The health benefits of a good night’s sleep are becoming increasingly well known. The more that scientific research reveals about the importance of deep, restorative sleep, the more we do to try to achieve it — from investing in high-quality mattresses and supportive pillows to practicing “sleep hygiene,” which includes saying good-night to the smartphone at least a half-hour before bedtime.
However, if you unconsciously grind your teeth in your sleep, you’re not only being deprived of quality sleep, you’re damaging your teeth and your overall health. Most people are unaware they grind their teeth until their dentist notices the signs and symptoms — or their sleep partner tells them! The typical intervention a dentist recommends to alleviate this condition is a night guard. But not all night guards are of equal quality and effectiveness. Knowing the differences will help you make an informed choice to best prevent the destructive effects of bruxism.
What Is Bruxism?
Bruxism is the medical term for grinding or clenching your teeth and jaws. Grinding refers to moving the jaw back and forth. Clenching refers to biting down with excessive force for long periods of time. Bruxism is a common condition and usually occurs during sleep or times of stress.

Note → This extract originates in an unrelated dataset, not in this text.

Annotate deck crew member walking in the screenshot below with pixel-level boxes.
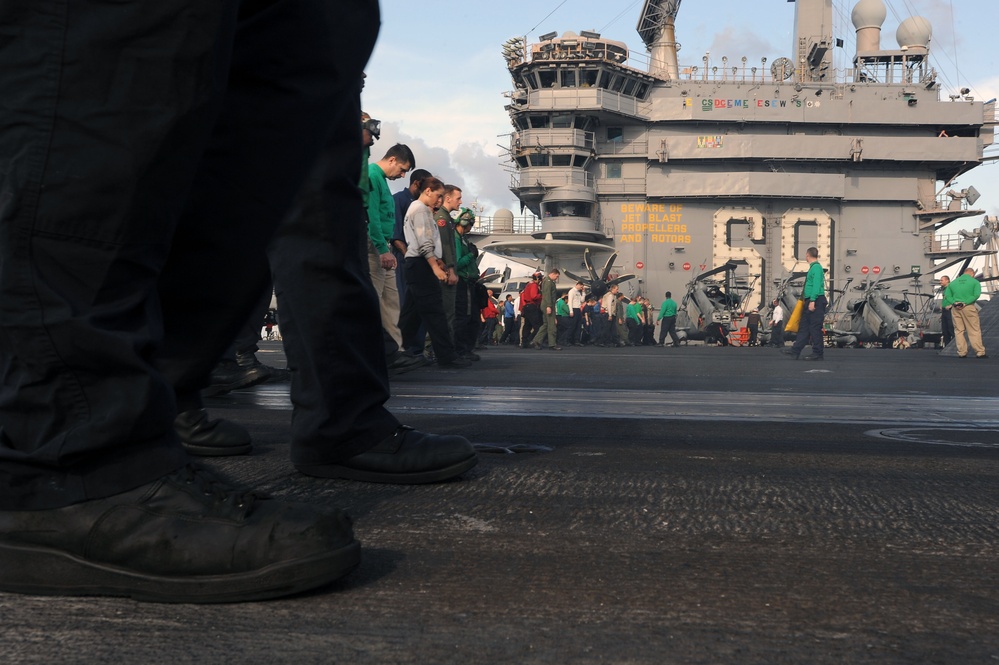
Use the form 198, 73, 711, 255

According to Business Insider, about 10% of Americans grind their teeth at night.
Although a common condition, bruxism has several negative long-term effects on your dental and physical health. According to Mayo Clinic, signs and symptoms of bruxism may include the following:
- Teeth grinding or clenching, which may be loud enough to wake up your sleep partner.
- Teeth that are flattened, fractured, chipped or loose.
- Worn tooth enamel, exposing deeper layers of your tooth.
- Increased tooth pain or sensitivity.
- Tired or tight jaw muscles, or a locked jaw that won’t open or close completely.
- Jaw, neck or face pain or soreness.
- Pain that feels like an earache, though it’s actually not a problem with your ear.
- Dull headache starting in the temples.
- Damage from chewing on the inside of your cheek.
- Sleep disruption.
However, even if you don’t feel any pain or discomfort, the damage is still being done. Our blog post — “What Causes Bruxism and Can It Be Fixed?” — covers this condition in detail, and how to help relieve it.
How a Night Guard Protects Your Teeth
A night guard works by putting a barrier between your teeth. When you clench your jaw, the night guard helps to lighten the tension and give cushion to the jaw muscles. This cushioning not only helps to prevent face and jaw pain, but also protects the enamel of your teeth. Depending upon your individual situation, your dentist may recommend either a night guard for your upper teeth — which is the most typical — or lower. Most dentists agree that there is no need to wear two night guards, as doing so provides no additional benefit except in rare cases — for example, adjusting the jaw to prevent snoring-induced grinding.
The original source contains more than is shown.